Newscastic: Building a Local News Model for the 21st Century - - A First Person Startup Narrative by Cofounder and CEO, Eric Paradis

We met NewsCastic CEO Eric Paradis at SXSW in Austin a few months ago.

Here is his story on how he and his team started NewsCastic, and what it has to do with changes in our media culture and in our communities.

By Eric Paradis, Cofounder and CEO, NewsCastic

Question: What does a bridge collapse in Minneapolis have in common with the Occupy Movement in New York? Answer: They both contributed to the creation of NewsCastic.

Let me explain. The decline of traditional news media is a bit like the weather: everyone complains about it, but no one does much about it. My colleagues—Christopher Ortiz and Mahesh Bajaj—and I, all working at a national cable channel at the time, noticed that local news media were being particularly hard hit by the loss of both advertisers and audiences—although local news itself remains of great interest to people.

Traditional news media, with its outdated economics, seems increasingly unable to supply this information in a compelling way. We noticed that in the cases of both the 2007 Minneapolis bridge collapse and the birth of the Occupy Movement in New York in 2011, some of the most interesting coverage came not from traditional media, but from freelancers and citizen-journalists.


NewsCastic’s Eric Paradis

That got us thinking. There had to be a better model for the creation and distribution of local news. There had to be a way to use new sources, new economics, and new technologies to promote local news in a way that worked for reporters, advertisers, and their audiences. We thought there was, so we decided to do so ourselves.

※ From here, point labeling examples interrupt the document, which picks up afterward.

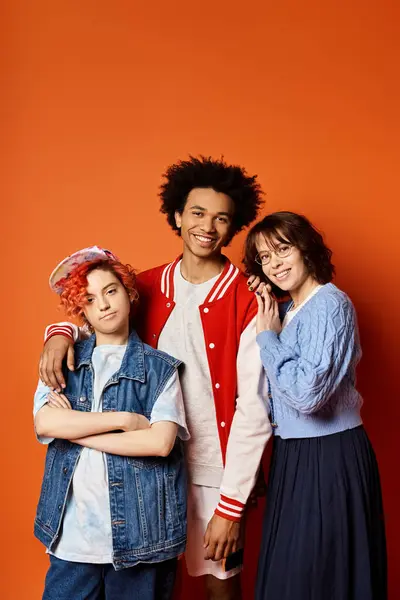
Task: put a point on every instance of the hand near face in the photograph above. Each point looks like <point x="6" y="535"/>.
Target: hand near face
<point x="268" y="314"/>
<point x="55" y="400"/>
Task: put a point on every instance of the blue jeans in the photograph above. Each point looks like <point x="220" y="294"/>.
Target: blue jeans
<point x="67" y="580"/>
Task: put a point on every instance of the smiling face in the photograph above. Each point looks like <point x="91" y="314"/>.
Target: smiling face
<point x="206" y="222"/>
<point x="107" y="306"/>
<point x="282" y="263"/>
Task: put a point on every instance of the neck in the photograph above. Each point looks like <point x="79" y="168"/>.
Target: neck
<point x="117" y="338"/>
<point x="303" y="291"/>
<point x="198" y="270"/>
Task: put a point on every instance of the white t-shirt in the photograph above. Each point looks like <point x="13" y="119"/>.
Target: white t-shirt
<point x="86" y="528"/>
<point x="183" y="337"/>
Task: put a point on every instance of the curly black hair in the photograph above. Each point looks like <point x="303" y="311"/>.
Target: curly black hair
<point x="206" y="172"/>
<point x="290" y="227"/>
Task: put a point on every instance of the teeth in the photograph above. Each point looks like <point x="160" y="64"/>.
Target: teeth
<point x="203" y="239"/>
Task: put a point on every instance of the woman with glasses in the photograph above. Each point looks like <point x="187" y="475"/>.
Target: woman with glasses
<point x="323" y="536"/>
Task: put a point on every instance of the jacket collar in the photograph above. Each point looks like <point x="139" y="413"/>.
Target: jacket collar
<point x="219" y="289"/>
<point x="132" y="366"/>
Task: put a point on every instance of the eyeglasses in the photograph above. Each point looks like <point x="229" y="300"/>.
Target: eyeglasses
<point x="280" y="252"/>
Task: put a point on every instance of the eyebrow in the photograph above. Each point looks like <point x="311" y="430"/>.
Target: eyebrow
<point x="102" y="289"/>
<point x="227" y="214"/>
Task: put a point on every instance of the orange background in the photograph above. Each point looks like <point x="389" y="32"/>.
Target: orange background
<point x="99" y="97"/>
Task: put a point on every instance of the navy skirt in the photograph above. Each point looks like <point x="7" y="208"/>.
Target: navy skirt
<point x="323" y="533"/>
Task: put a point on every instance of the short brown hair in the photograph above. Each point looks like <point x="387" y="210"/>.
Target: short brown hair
<point x="290" y="227"/>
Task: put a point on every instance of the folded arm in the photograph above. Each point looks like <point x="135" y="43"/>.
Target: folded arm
<point x="157" y="440"/>
<point x="310" y="371"/>
<point x="71" y="424"/>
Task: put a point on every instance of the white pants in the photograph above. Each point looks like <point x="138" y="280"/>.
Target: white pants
<point x="202" y="502"/>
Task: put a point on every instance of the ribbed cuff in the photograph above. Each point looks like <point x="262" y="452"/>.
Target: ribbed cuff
<point x="230" y="509"/>
<point x="64" y="330"/>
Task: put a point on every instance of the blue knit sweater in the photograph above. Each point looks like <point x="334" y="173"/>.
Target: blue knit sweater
<point x="311" y="368"/>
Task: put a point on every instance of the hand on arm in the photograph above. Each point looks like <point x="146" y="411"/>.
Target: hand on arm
<point x="155" y="440"/>
<point x="255" y="284"/>
<point x="250" y="430"/>
<point x="56" y="419"/>
<point x="308" y="373"/>
<point x="268" y="313"/>
<point x="50" y="366"/>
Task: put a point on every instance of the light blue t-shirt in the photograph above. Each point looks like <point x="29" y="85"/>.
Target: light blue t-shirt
<point x="86" y="529"/>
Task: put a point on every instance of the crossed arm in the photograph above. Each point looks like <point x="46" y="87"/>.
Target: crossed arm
<point x="123" y="433"/>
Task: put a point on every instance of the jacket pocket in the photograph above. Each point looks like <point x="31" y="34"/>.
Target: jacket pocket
<point x="146" y="462"/>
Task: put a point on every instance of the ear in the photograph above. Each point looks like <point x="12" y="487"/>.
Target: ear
<point x="178" y="219"/>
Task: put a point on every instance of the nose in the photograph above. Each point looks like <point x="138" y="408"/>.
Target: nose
<point x="207" y="224"/>
<point x="275" y="261"/>
<point x="104" y="303"/>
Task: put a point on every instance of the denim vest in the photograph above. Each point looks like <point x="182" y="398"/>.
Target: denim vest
<point x="147" y="495"/>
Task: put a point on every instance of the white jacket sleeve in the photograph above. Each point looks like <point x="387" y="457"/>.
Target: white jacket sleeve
<point x="250" y="430"/>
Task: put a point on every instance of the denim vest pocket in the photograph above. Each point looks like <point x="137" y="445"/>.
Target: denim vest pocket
<point x="146" y="462"/>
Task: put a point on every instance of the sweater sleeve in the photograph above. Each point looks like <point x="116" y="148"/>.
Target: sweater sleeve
<point x="318" y="351"/>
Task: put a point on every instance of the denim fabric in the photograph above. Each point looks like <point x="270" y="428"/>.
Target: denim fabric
<point x="147" y="495"/>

That’s how NewsCastic was born.

We are a marketplace that connects businesses with local journalists as part of a new business model for local news. With NewsCastic, journalists can browse paying story assignments in their localities, which are sponsored by businesses there. A car dealership, for example, might sponsor stories about the local football team; a bank might sponsor stories about local economic development. A journalist accepts a story assignment, writes the story and gets paid for it, and the business puts its sponsorship message on it, which we then post on NewsCastic. As the story is shared with friends and family online and spreads via social media, the business successfully reaches its targeted audience.

We knew that more than the business model for NewsCastic had to be new. The technology model had to be new, as well. If we were going to promote a new business model for the industry, we needed a new model for ourselves, too, one that ratcheted down the traditional risk and expense inherent in founding a technology-based enterprise. Our technology model, like that of many startups, is based on cloud computing.

And, like many startups, it’s based on Windows Azure. We hosted our initial proof of concept on Amazon in PHP, a platform with which we were familiar from our days at the cable channel. But when we looked more closely at the economics—particularly after we joined the Microsoft BizSpark program for startups—Windows Azure and .NET became the best choice. We run our console apps—for managing news feeds and email alerts, for example—on Windows Azure. We use Blob Storage as an easy, straightforward way to host media, such as video. And we can monitor and debug our environments—development, management, and web-facing—better than we could before.

We know that with NewsCastic, we’re dreaming big—and that with Windows Azure and BizSpark, we have the backup to turn our dream into reality.